Om te voorkomen dat instellingen blijven groeien is er sinds 2009 een fusietoets: wie wil fuseren, moet bewijzen dat dit noodzakelijk is. De minister van onderwijs beslist uiteindelijk of de fusie mag plaatsvinden. Op verzoek van de Tweede Kamer zou onderzocht worden of de huidige wetgeving prikkels bevat voor schaalvergroting.
Ja, zeggen de onderzoekers nu. Vooral het bekostigingsstelsel stimuleert instellingen om te groeien. Universiteiten en hogescholen worden voor een groot deel betaald op basis van studentenaantallen en opleidingen met weinig studenten zijn dus niet rendabel. Schakelprogramma’s worden niet bekostigd, en dat kan een reden zijn voor universiteiten en hogescholen om te gaan samenwerken.
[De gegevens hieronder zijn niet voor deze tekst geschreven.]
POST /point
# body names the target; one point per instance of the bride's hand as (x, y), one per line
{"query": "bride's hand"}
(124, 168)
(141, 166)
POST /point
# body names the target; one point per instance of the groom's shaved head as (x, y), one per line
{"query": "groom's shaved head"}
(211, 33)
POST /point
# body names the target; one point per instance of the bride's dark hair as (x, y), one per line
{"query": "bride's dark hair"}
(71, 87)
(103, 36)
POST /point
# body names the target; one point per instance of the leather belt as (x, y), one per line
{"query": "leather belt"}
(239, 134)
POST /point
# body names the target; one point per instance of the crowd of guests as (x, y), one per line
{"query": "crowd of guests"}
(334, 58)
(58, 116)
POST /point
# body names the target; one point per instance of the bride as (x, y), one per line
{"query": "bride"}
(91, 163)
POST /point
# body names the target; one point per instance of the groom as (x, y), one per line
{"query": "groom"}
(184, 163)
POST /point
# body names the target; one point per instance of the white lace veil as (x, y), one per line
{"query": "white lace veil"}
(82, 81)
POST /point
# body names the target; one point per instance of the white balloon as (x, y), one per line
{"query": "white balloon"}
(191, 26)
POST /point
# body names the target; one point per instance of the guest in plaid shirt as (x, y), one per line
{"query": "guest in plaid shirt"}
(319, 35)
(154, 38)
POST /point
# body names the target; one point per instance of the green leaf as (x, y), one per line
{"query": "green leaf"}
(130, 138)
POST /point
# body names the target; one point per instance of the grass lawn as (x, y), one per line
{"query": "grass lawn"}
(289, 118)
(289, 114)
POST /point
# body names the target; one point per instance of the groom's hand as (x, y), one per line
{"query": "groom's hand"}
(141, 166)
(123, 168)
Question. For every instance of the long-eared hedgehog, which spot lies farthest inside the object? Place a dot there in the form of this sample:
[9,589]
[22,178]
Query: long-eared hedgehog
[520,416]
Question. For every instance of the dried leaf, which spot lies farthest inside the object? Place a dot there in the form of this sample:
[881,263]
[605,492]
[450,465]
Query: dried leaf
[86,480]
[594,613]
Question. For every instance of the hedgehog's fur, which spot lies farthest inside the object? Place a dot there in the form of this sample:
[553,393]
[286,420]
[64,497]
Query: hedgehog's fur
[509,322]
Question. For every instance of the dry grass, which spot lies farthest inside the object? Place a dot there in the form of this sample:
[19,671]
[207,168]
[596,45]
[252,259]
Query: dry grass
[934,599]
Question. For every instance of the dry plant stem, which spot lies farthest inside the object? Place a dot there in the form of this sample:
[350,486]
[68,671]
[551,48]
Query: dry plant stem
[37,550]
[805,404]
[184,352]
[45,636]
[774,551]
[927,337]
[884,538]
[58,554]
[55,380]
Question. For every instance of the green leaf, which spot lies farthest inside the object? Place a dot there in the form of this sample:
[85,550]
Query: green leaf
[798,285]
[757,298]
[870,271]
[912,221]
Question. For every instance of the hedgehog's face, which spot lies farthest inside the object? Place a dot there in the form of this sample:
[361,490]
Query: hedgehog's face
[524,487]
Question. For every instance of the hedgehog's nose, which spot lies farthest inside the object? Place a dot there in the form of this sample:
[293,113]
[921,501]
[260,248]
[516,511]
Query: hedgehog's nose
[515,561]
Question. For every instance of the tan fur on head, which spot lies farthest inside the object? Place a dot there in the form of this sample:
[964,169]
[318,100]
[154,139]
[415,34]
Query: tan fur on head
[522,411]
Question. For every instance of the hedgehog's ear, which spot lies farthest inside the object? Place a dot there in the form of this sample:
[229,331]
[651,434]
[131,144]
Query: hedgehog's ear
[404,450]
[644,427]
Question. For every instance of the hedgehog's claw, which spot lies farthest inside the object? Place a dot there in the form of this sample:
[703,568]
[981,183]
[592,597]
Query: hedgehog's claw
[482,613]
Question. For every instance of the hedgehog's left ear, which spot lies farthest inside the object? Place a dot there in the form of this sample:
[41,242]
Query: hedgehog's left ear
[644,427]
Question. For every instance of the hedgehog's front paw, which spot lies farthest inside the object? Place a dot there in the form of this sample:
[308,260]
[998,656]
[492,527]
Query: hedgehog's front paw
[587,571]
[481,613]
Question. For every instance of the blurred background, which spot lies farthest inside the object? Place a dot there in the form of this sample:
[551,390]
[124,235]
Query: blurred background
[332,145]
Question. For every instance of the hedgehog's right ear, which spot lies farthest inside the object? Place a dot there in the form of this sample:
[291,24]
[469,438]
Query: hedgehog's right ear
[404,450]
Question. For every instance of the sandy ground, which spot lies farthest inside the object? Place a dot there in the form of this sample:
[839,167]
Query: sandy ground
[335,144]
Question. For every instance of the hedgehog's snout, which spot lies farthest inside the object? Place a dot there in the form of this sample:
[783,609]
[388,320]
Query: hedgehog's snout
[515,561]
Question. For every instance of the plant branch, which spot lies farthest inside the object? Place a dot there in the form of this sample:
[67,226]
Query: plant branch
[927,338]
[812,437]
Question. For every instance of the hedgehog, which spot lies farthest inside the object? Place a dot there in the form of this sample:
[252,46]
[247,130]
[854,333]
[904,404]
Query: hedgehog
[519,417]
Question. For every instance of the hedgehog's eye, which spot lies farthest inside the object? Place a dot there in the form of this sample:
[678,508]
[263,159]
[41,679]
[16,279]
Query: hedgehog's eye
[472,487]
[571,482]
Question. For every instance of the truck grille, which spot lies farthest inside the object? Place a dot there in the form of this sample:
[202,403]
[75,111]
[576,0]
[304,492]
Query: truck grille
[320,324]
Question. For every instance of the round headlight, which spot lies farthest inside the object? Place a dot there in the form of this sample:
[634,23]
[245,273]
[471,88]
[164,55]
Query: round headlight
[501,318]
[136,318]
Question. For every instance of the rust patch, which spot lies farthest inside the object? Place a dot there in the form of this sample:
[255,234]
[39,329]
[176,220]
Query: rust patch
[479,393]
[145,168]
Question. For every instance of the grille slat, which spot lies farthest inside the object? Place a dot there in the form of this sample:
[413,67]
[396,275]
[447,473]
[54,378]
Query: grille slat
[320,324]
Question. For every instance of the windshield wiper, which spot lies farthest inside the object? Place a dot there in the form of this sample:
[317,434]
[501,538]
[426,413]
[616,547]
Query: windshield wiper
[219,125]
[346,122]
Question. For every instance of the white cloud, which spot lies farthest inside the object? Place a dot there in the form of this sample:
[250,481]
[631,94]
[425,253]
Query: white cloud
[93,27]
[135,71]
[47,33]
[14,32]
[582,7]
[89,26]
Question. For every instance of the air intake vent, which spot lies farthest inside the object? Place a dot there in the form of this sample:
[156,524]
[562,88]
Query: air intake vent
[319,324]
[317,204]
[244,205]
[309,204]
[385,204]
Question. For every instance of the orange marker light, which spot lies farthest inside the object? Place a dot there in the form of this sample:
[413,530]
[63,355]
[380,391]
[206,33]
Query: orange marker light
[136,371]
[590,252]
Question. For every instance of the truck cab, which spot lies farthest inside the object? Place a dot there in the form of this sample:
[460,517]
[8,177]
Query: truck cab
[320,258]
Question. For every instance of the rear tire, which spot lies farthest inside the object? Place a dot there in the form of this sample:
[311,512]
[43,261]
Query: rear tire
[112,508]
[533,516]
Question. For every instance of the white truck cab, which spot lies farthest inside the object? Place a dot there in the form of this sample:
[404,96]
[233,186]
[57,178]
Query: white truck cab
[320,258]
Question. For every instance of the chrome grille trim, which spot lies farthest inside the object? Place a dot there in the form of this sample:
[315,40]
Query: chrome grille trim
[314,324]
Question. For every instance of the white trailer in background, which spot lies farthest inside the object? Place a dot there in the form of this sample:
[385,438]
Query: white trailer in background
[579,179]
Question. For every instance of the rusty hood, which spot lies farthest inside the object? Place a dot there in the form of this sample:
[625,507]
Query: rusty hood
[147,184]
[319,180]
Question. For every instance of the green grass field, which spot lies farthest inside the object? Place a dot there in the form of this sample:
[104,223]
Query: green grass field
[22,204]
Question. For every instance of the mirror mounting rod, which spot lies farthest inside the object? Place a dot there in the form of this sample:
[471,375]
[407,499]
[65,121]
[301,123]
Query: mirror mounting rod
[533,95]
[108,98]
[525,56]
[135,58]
In het hbo is er nu nog een extra prikkel voor bestuurlijke samenwerking of fusies. De bekostiging stimuleert hogescholen om zoveel mogelijk studenten aan te nemen en uitvallers zo snel mogelijk te verliezen. Uitvallers worden immers voor 1,35 jaar bekostigd, ook als ze hun studie na een half jaar stopzetten. Hogescholen die nu onder één bestuur vallen maar formeel zelfstandig zijn gebleven, sturen hun uitvallers naar elkaar door en ontvangen opnieuw de volledige bekostiging. In het nieuwe bekostigingsstelsel, dat in 2011 ingaat, verdwijnt deze prikkel.
Ook de regels rond huisvesting nodigen uit tot schaalvergroting. Hogescholen en universiteiten moeten hun gebouwen financieren uit de lumpsum die ze van de overheid ontvangen. Als ze minder geld uitgeven aan huisvesting, houden ze meer geld over voor andere zaken. Het kan dus lonen om oude gebouwen op dure locaties te verkopen en ze te vervangen door grootschalige nieuwbouw aan de rand van de stad.
Instellingen werden ook gevraagd naar hun eigen motieven voor schaalvergroting. Hogescholen en universiteiten zijn vooral gegroeid door de invoering van de bachelor-masterstructuur, omwille van doorstroming en doordat hun maatschappelijke opdracht is veranderd. Zo krijgen hogescholen steeds meer onderzoekstaken, lectoraten en contractactiviteiten en is daarvoor een grotere schaal nodig. Enkele instellingen fuseerden om bepaalde locaties of scholen open te houden. Andere belangrijke motieven waren kennisuitwisseling en de financiële voordelen van een samenwerking of fusie.